Just after New Years the store got a notice from American Express, stating that the cardholder was disputing the charges. AmEx asked for copies of the signed receipts, and of course they weren’t signed by the cardholder but by her son and husband, and so American Express refused payment to us, even when Phil produced the guy’s license stats. AmEx was just following policy. It was an expensive lesson for a small business owner to learn.
The crappiest experience I ever had during the Christmas retail season was working with The Sav on Christmas Eve. Reynolds, Abernathy, TC and I were scheduled to close, but at 4 p.m. The Sav showed up, told TC and The Ab they could leave, and stated that he’d work with me and Reynolds for the last two hours.

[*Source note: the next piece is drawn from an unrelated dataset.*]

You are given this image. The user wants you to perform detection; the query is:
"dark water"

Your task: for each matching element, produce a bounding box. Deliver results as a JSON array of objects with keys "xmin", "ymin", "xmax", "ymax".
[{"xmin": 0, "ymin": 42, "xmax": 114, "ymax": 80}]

Oh joy.
The crowd had already thinned out from the previous few hours’ chaos, and Reynolds and I were secretly hoping to close up a little early, since we both had places to be by 7 p.m. and wanted to get out retail hell as soon as possible. But with The Sav working alongside us, we knew we were out of luck.
As bad luck with have it, a man and woman wandered into the store at quarter to six. Reynolds and I were eager to find out what they were looking for, get it for them and send them on their merry way, but The Sav stopped us in our tracks and instructed us to “let them browse for a little bit.” That little bit turned into 45 minutes, then an hour! Reynolds and I were fuming. We were scheduled off at 6 p.m., and here it was 7 p.m. and that couple was showing no signs of leaving! I’d polished all the damned jewelry I could, and Reynolds had cleaned the showcases, emptied the trash and we’d both folded every tshirt in the cases at least twice, all the while shooting daggers at The Sav and that yuppie couple.
Finally, around 7:45 p.m. the couple simply turned from the racks and started walking toward the door. The Sav, who was standing at the tape counter next to the front door, asked them if there was something we could help them find.
“Oh no,” said the guy yuppie with the leather bomber jacket as he opened the door, “we were just killing some time. We’ve got someplace to be at eight.”
“Thanks a lot, asshole. We had someplace to be a fucking HOUR ago!” is what I longed to say. But I bit my tongue. Reynolds caught my eye and I could tell he had a similar condemnation running through his mind.
Instead, he slowly shook his head as he locked up behind them, and I switched the register over to cash-out mode and began counting the proceeds.